From the time Kanika Bowen-Jallow got a Playskool Doctor kit at 6 years old, she knew she wanted to become a doctor. She was determined to reach her goal, but it wasn’t always easy. As a Black woman, she didn’t look like most aspiring physicians—in fact, Bowen-Jallow had never even encountered a Black doctor until she was in medical school herself.
Today, Bowen-Jallow is one of only a handful of Black female pediatric surgeons in the United States—fulfilling her dream as a surgeon at Cook Children's Pediatric Surgery Center in Prosper, Texas. Children’s Hospitals Today caught up with Bowen-Jallow to discuss her journey, the challenges she’s overcome and the next generation of Black doctors.
Where did you find inspiration on your path to becoming a doctor?
The seed was planted by my parents—not necessarily in terms of being a physician, but they taught us we can be whatever we want to be. They brought us books that had lawyers and doctors, but they were brown. Even though we weren't seeing that in society, through books we were able to see the possibilities.

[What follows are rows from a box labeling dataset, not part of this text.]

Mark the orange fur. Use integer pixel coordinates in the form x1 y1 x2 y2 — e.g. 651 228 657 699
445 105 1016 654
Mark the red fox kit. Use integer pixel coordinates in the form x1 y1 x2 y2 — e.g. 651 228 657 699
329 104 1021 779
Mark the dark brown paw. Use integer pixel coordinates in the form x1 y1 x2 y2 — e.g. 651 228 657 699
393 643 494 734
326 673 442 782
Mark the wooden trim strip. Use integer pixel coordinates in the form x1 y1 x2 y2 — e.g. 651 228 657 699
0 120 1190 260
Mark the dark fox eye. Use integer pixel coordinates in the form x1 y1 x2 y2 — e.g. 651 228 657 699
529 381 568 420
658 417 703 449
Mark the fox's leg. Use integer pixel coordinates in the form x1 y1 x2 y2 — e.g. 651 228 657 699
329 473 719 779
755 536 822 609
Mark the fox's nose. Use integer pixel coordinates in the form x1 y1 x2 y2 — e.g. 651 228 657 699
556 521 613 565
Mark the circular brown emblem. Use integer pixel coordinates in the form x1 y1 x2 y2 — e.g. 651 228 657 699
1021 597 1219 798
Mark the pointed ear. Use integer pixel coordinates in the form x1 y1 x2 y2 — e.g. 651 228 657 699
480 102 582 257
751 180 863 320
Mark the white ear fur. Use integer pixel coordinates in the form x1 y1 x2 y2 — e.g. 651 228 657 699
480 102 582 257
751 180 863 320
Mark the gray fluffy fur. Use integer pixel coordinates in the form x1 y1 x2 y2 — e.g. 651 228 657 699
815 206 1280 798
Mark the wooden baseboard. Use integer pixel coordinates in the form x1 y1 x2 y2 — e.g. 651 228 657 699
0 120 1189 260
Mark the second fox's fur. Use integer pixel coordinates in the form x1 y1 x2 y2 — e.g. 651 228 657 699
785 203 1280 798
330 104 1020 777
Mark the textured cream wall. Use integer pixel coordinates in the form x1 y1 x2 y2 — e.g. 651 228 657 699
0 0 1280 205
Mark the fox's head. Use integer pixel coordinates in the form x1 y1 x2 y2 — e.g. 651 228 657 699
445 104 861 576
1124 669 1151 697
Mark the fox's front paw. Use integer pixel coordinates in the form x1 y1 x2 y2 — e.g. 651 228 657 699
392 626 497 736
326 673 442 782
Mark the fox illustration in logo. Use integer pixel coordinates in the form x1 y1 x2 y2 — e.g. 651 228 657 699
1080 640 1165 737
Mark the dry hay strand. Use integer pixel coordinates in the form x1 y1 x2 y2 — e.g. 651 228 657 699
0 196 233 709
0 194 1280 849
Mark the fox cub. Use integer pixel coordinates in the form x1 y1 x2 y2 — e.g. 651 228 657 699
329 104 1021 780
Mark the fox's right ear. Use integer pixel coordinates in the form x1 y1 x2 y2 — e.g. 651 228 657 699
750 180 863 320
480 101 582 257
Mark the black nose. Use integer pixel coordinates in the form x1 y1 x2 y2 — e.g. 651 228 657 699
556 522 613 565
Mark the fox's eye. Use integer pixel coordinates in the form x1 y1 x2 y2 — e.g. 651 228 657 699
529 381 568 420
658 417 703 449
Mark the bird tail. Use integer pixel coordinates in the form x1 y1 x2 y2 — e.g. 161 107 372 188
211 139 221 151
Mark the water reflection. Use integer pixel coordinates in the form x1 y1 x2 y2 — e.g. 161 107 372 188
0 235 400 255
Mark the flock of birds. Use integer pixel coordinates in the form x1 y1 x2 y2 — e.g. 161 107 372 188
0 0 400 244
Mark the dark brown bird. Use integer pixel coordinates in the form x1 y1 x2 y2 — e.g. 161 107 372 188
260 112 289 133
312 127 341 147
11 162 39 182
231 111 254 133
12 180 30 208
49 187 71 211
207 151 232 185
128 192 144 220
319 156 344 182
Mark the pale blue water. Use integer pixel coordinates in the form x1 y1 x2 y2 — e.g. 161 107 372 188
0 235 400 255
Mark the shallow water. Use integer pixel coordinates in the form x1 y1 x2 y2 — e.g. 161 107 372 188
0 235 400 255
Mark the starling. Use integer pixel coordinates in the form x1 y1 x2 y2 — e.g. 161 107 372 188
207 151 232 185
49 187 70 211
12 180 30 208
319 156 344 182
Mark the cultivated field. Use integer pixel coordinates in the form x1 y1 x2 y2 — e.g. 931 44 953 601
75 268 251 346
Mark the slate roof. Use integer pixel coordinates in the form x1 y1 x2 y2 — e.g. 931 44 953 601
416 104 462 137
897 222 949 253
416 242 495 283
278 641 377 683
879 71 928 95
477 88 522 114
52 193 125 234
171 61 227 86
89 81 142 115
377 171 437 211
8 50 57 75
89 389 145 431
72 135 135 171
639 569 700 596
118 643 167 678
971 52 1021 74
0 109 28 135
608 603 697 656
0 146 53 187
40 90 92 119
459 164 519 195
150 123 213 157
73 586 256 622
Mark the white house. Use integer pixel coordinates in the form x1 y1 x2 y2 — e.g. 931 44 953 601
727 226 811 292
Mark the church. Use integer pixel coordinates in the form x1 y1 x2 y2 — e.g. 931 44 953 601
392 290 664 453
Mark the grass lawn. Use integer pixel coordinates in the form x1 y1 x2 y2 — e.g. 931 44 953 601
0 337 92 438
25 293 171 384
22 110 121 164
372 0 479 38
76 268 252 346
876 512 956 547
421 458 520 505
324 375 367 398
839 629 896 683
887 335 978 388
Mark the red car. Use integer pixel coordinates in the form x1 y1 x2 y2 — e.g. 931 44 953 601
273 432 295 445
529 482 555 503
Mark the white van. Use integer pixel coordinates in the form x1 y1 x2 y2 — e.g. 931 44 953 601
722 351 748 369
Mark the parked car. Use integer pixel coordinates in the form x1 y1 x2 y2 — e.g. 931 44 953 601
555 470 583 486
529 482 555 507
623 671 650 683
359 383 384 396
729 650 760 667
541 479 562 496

When they saw I had an interest in medicine, they bought me all the books that had to do with the life of an ED physician, the life of a surgeon, the life of a neurosurgeon. They were reading level appropriate, but they were a gateway to see what could really be—I credit my parents in providing that foundation.
How important is it to you that you are now in a position to be a role model for children of color?
It's something I take very seriously. I love my job and embrace the opportunity to talk about it and how it is to be a person of color doing my job. From the time I was in medical school to today, I never turn down requests to speak to undergraduates, high schoolers or kids doing Bible study during the summertime about being a Black woman pediatric surgeon.
I feel like that is paying it forward. My parents always taught me that to whom much is given, much is expected. All these little things are going to push our younger generation to really see what's attainable. To have them see what's possible when they haven't seen it before is something that drives me.
Kanika Bowen-Jallow, M.D.,
is a surgeon at Cook Children's
Pediatric Surgery Center.
What kind of challenges have you faced as a Black woman in pediatric surgery?
We talk about conscious and unconscious biases, and they still exist today.
Conscious bias is very easy to identify. It's there, it's in your face, it's not blinded in any way, shape or form. For me, the biggest issue when I’ve faced instances of overt racism is that I have almost always been the only Black person in my general surgery or med school classes. This is way before there was talk of being anti-racist or where people felt they could speak up. Things are changing now, but that just wasn't the time I grew up in.
Unconscious bias is a bigger issue, and one that continues for the people coming after me. The example I always give is once I walked into a patient’s room with my white coat on and clearly looking like a physician. Before I could even say I was there to give a consent form, the woman looked at my face and said, "Can you come back later to change the sheets?" That is unconscious bias. She only saw my skin color, didn't take in my full uniform and thought that's the level of job I would have. That's still very pervasive today.
A 2020 report from the Association of American Medical Colleges (AAMC) shows only 3% of U.S. doctors—and just 8% of medical school students—identify as Black or African American. What can be done to increase those numbers?
It starts with reaching children when they're young—it needs to start extremely young. The vision to be something you have never seen before doesn't happen in high school; there's already a trajectory that has happened by the time they get to high school, so we must start before then. We must start with education and exposure.
We should try to have some more diversity when it comes to bringing in accountants, doctors and lawyers to talk to kids and go a little bit further to find a person of color. That doesn't just benefit the child in the class who's a person of color, it benefits the entire class.
We need to awaken the eyes of everyone. It's not just for minorities, it's for the entire population. It is important when we talk about how to get more people of color into the system, it really has to do with having sponsors and mentors who realize there is an issue and realize that 3% is not good enough. It requires everyone to step in and say, "Yes, I want to help—this is important."